In cardiac arrest, global anoxia of the brain occurs within seconds. Timely and adequate CPR reverses this functional loss of the brain by preventing permanent damage to the brain cells. Long lasting anoxia, caused by cessation of blood flow to the brain for more than 5-10 minutes, results in irreversible damage and extensive cell death in the brain. This is called brain death.

In our study, the patients had EEG flat lines and loss of brain stem activity.

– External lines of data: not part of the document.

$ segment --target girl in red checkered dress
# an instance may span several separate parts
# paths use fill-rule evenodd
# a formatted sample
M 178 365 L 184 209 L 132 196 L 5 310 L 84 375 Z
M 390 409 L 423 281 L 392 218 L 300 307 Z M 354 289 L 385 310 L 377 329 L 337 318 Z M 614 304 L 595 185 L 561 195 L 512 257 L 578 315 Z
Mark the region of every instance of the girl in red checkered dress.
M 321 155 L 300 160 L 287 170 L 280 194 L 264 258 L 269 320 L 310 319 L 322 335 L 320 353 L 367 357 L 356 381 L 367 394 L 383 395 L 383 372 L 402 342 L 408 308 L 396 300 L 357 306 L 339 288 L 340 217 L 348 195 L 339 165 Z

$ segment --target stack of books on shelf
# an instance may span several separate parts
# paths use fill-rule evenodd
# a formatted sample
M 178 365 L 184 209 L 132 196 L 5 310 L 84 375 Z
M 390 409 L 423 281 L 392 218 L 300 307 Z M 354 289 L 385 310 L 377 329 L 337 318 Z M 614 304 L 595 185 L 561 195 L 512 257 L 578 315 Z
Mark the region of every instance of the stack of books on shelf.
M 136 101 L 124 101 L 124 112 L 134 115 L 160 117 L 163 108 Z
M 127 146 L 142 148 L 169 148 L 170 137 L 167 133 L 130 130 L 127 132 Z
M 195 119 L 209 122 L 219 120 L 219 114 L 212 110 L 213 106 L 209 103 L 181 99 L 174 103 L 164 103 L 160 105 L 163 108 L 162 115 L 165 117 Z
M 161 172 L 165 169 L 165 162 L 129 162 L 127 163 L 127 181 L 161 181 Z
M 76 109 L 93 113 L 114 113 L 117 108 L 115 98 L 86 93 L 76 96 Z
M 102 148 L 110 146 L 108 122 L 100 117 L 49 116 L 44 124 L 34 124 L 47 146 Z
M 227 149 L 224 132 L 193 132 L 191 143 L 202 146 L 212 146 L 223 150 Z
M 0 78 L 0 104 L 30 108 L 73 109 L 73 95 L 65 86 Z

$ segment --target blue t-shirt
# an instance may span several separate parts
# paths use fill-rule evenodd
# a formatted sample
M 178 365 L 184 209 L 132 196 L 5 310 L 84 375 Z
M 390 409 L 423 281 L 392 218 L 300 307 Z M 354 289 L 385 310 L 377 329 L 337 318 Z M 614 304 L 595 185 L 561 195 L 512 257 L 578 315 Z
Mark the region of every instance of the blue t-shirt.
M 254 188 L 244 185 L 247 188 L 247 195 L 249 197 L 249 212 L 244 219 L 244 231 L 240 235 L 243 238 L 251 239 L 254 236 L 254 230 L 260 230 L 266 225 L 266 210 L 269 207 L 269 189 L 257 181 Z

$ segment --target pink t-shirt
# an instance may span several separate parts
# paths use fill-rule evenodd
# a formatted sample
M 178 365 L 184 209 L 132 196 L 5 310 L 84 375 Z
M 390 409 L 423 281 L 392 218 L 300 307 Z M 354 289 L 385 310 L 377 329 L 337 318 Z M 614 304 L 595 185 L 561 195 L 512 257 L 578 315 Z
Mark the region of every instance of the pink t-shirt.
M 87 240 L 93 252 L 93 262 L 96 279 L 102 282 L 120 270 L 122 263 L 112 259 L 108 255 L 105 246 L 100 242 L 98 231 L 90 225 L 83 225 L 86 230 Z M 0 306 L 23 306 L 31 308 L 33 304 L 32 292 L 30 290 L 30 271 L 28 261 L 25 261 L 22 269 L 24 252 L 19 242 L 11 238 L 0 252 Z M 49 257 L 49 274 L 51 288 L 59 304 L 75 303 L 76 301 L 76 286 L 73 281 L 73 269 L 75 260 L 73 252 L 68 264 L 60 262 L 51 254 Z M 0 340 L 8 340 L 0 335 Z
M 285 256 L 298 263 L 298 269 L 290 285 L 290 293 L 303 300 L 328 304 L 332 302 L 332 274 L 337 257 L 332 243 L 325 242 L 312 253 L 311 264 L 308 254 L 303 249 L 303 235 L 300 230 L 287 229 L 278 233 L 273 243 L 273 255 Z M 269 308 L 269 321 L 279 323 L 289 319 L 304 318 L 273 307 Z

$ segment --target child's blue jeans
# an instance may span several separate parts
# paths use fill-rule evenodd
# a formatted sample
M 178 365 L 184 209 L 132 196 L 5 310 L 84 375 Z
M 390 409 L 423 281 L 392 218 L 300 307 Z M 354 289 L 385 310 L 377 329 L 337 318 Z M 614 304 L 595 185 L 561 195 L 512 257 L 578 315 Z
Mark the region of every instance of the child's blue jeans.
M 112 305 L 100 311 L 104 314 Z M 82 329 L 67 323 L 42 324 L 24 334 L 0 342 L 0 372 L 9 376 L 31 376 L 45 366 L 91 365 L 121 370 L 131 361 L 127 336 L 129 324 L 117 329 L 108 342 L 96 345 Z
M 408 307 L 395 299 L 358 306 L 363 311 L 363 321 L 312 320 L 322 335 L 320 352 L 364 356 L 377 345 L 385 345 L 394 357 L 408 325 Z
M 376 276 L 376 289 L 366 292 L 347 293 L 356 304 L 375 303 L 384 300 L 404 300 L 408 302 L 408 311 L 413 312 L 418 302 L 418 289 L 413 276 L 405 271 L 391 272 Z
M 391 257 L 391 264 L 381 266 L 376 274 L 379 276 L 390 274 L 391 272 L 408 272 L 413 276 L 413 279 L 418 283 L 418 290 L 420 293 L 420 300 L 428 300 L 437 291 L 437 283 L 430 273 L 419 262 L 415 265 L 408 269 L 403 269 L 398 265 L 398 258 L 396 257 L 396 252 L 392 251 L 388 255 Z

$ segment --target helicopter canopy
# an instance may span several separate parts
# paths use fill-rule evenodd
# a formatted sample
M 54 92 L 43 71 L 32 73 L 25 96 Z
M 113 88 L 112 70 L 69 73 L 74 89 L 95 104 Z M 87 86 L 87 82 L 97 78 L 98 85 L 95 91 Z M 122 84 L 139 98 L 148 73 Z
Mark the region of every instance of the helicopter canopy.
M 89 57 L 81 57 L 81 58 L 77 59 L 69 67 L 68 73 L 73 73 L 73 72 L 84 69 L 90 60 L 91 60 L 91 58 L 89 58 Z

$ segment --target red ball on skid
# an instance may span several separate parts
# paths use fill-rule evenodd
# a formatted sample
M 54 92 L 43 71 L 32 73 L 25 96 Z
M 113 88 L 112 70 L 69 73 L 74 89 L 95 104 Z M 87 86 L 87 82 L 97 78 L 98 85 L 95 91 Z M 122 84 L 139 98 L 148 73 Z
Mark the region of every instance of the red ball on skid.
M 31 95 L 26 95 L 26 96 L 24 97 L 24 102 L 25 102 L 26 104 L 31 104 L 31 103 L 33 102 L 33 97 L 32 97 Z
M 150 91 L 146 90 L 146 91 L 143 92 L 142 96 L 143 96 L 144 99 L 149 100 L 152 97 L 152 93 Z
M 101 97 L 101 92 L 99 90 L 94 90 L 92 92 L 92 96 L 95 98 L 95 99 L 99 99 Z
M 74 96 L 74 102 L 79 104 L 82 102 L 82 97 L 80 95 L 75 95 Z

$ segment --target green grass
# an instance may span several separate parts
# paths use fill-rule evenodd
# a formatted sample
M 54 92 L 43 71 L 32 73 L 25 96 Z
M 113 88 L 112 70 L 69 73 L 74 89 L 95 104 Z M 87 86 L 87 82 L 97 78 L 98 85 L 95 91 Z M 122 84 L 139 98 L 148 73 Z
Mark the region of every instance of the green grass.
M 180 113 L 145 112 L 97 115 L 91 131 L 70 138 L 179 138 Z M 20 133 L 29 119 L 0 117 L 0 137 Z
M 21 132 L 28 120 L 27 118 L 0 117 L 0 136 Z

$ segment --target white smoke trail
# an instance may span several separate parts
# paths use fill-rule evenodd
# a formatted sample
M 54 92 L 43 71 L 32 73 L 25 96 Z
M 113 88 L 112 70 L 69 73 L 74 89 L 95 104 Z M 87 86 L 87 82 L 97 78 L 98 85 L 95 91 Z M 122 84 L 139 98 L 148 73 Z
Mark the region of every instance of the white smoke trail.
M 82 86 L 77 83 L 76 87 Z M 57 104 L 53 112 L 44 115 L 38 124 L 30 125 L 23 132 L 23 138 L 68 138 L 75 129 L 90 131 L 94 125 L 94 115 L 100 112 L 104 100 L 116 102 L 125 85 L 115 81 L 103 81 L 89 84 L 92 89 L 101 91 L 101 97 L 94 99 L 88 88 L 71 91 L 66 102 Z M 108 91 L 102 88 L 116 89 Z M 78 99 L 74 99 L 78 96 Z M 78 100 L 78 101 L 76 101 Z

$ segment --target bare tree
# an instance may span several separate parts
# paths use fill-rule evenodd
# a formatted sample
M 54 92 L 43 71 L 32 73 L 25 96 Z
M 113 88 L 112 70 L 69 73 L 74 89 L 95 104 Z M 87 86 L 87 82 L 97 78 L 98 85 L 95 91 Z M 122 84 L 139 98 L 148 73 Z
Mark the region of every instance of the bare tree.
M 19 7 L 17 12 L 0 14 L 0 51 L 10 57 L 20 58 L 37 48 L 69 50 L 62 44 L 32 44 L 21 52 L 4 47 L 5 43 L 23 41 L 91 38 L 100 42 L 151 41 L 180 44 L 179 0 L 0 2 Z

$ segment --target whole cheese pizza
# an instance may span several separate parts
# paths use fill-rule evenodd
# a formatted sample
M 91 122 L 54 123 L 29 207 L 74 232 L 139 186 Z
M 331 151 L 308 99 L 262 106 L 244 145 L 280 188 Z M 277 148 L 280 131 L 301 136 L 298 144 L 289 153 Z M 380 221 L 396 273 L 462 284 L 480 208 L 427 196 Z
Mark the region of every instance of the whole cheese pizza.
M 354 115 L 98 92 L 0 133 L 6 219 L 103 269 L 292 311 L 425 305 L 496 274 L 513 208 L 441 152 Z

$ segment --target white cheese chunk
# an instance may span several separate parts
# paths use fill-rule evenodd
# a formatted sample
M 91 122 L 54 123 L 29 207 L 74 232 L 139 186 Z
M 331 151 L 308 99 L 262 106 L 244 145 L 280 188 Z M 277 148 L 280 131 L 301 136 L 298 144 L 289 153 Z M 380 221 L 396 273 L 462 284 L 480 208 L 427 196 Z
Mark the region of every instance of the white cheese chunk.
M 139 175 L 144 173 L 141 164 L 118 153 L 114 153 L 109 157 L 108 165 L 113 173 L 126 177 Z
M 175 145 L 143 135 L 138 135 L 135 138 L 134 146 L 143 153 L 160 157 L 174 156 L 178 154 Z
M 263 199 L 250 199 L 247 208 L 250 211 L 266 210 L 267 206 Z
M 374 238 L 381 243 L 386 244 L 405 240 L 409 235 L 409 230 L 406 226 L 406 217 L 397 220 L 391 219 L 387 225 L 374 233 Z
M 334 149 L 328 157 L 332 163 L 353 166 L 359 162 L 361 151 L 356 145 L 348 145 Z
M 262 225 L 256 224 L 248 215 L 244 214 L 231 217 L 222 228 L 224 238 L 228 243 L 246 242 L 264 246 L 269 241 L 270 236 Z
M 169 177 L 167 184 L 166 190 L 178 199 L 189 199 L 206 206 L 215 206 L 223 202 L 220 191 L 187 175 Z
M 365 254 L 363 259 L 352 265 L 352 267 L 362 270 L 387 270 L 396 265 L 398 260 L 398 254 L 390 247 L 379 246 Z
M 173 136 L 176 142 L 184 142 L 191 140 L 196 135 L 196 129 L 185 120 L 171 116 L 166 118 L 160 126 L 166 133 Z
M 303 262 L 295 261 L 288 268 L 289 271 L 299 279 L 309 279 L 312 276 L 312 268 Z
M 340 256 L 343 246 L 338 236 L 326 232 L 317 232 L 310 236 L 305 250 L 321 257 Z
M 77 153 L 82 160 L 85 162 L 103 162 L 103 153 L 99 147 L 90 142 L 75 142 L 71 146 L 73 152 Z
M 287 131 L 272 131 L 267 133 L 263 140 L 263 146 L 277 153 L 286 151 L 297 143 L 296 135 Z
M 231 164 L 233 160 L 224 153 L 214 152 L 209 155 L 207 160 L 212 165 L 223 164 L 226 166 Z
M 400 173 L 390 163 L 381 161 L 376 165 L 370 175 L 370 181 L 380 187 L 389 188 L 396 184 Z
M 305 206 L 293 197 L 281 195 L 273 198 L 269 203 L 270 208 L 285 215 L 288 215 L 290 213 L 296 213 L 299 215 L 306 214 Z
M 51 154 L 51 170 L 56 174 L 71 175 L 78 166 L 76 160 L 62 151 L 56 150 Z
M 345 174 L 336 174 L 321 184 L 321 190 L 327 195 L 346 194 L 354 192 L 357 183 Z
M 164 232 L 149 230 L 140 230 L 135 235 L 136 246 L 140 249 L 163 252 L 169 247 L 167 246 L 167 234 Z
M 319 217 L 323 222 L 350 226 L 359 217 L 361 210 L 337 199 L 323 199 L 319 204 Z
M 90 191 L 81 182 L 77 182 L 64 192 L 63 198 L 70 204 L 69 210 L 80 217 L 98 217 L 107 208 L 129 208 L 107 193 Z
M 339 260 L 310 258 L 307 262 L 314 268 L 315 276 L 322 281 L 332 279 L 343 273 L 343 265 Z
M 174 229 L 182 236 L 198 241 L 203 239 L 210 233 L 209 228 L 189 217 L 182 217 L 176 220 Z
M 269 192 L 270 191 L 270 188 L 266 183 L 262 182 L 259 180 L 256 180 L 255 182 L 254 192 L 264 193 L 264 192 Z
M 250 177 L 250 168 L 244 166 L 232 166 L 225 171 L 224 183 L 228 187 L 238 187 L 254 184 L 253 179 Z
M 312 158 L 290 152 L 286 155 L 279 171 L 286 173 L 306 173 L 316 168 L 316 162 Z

Yet the NDE patients reported a clear consciousness, in which cognitive functioning, emotion, sense of identity, and memory from early childhood was possible, as well as an OBE. Evidence suggests that the NDE must happen during the period of unconsciousness, and not in the first or last second of this period.

The current medical consensus is that consciousness is the product of the brain. But this concept has never been scientifically proven. Research on NDE pushes us to the limits of our medical concepts.

For decades, researchers have aimed to localize memories inside the brain, so far without success. At least we know that different mental activities give rise to changing patterns of activity in different parts of the brain. Neurophysiologists show this using EEG, MEG, MRI, and PET technologies. An increase in cerebral blood flow is observed during thinking.

Most body cells, and especially all neurons, show an electrical potential across cell membranes, formed by the presence of a metabolic Na/K pump. Information is transported along neurons by means of action potentials, which are differences in membrane potential caused by synaptic polarization and depolarization. The changing potentials cause transient electromagnetic (EM) fields along the dendrites. The transient EM fields generated along the dendrites are crucial. They are shaped into briefly meaningful patterns that fluctuate over the neurons and over the entire cortical neuronet. This process can be considered as a biological quantum coherence phenomenon.

The influence of external localized EM fields on these constant changing EM fields during normal function of the brain is well explored. Researchers use TMS, which uses a localized EM field, to excite or inhibit different parts of the brain. They investigate the function in focal brain regions on a millisecond scale to study the contribution of cortical networks to specific cognitive functions. TMS can interfere with visual and motion perception by interrupting cortical processing with an interval of 80-100 ms. TMS can also alter the functioning of the brain beyond the time of stimulation. So localized artificial EM stimulation disturbs and inhibits the constantly changing EM fields of neural networks, and can even induce an OBE.

To understand this interaction, consider telecommunications. We live in a smog of EM fields broadcast to transmit information to electronic devices. We only become aware of these EM fields when we use those devices. The devices convert the information from the EM fields to a form we can observe. If we switch off the device, the information disappears from our consciousness but the transmission continues. The information remains coded within the EM fields and can still be received through another device.

Perhaps our brain are also devices for converting EM waves into images and sound. The information fields of our consciousness and of our memories may be present around us as EM fields, which only become available to our consciousness through our functioning brain and other cells of our body. We need a functioning brain to receive information into our waking consciousness. As soon as brain function is lost, our reception is lost. But the memories and consciousness still exist in the EM fields.

Our study shows that patients with EEG flatlines can have an NDE or an OBE.

AR The EM story is exactly in line with "the Ross hypothesis" I worked out in the early years of the century and presented at various conferences: see Mindworlds.

Let me just point out that people with an OBE have extracorporeal excursion experience (3ex).
Even when we die, we can still have 3ex.